We made fair progress, although the village we were aiming for was a good ten miles away, and arrived soon after noon. Tom's contacts were an elderly couple, quiet and reserved, but ready enough with food and lodging once we had explained who we were; they said that it would be a waste of time to set out for the market till the following morning as it would take at least three hours at their donkey's sedate pace. So I had to curb my natural impatience to get on, and spent the afternoon learning to weave simple baskets and carriers, which was their trade. I grew quite proficient after an hour or so, and by the time the light faded and rushes were lit I had managed a creditable back-carrier, which they gave to me, pointing out that my sack was almost threadbare. The broad top of the carrier meant that there was somewhere for Moglet to perch, so that only one shoulder—Corby's—would be sore, and this I padded with a scrap of leather.
We suppered from fresh bread, goat's milk and cheese, and they parted with some eggs and a loaf for our journey, taking but one copper coin, so we bedded down in the lean-to shed at the side of the cottage with light hearts soon after eating, warned of an early start. They woke us before light as they had stock to feed and the little cart to load with their weavings and the mushrooms and me, and we eventually set off an hour before daybreak, to arrive at the market as early as possible. We slipped away before they came to the town proper, for though neither of them had made any comment about my friends, the woman especially had cast curious glances at my mask, and I judged it better not to risk us with the more open townsfolk.

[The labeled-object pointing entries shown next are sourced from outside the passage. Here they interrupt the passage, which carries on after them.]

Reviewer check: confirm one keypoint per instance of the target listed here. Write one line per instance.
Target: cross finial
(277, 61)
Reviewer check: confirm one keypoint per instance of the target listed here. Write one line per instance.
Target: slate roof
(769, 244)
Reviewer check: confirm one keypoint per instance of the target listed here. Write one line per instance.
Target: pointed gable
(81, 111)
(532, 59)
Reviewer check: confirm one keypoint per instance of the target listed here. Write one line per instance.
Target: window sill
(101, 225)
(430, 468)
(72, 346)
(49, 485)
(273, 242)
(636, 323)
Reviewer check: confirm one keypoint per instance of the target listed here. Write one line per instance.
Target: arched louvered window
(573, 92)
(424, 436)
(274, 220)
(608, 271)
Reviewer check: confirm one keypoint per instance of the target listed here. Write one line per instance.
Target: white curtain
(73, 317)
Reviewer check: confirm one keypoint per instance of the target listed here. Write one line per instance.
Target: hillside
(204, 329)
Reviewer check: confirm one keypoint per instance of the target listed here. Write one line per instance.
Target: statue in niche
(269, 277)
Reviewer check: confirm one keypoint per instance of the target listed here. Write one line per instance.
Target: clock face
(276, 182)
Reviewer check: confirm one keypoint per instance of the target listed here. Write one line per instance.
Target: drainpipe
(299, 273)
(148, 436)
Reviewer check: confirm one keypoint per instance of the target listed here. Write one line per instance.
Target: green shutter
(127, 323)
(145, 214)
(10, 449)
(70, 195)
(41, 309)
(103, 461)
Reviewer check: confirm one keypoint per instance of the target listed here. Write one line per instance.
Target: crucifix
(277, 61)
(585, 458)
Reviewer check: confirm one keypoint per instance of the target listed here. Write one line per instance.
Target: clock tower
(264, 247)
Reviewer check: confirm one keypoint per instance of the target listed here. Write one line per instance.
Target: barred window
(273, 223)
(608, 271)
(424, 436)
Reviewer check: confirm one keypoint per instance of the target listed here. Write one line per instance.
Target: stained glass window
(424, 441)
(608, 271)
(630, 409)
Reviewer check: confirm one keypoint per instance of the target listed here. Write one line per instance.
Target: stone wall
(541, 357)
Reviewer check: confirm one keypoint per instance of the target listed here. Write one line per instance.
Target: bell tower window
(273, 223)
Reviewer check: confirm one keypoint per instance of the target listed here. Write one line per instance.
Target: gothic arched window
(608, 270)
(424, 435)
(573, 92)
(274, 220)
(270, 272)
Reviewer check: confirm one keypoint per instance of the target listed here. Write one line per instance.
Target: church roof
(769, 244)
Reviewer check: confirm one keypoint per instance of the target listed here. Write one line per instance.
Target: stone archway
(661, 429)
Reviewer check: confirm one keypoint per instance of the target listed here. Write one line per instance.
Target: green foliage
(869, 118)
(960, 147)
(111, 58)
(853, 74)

So, considerably heartened, we set off again on our way south and west. Before long the broad road on which we found ourselves became too well populated, and we took to the byways and woods again, only using the main thoroughfare very early or very late and in this fashion, lucky with our nightly lodgings—ruined hut, upturned wagon, barn and, once, church porch—we made another fifty miles or so.
Then our luck changed. The road we were following took in another and turned to run due southeast/northwest for many miles, and though we followed the left hand for many miles it soon became evident that we were bearing ever more easterly, and when I assisted Corby with his keener eyes to the top of the tallest tree around he came fluttering to earth with the news that there was no change in direction "as far as a crow can see." I was disheartened, for that meant either a detour to find another road, or crossing the present one and plunging into forest that looked far less hospitable than the one we had so recently left. A detour was too risky, so for the next day or two it was scratched arms and legs from briars, whipped head and shoulders from tangled branches and snappy twigs and a rapidly dwindling store of food.
One thing I learnt: staying in one place and going round and about with an expert gathering mushrooms was one thing; gathering them without one on the march was another. You only saw them if they were right in front of you, or at least in eye-reach, and then one had to stop, dislodge Corby, wake up Moglet in the carrying-basket, set down Pisky, where he moaned that he couldn't see, and, if you were lucky, get away without disturbing Puddy in the side-pocket. Then, when you had examined the mushrooms they might turn out to be the wrong sort, or if they were the right kind there weren't enough of them to justify cooking or, more often, they were a species I had not come across before.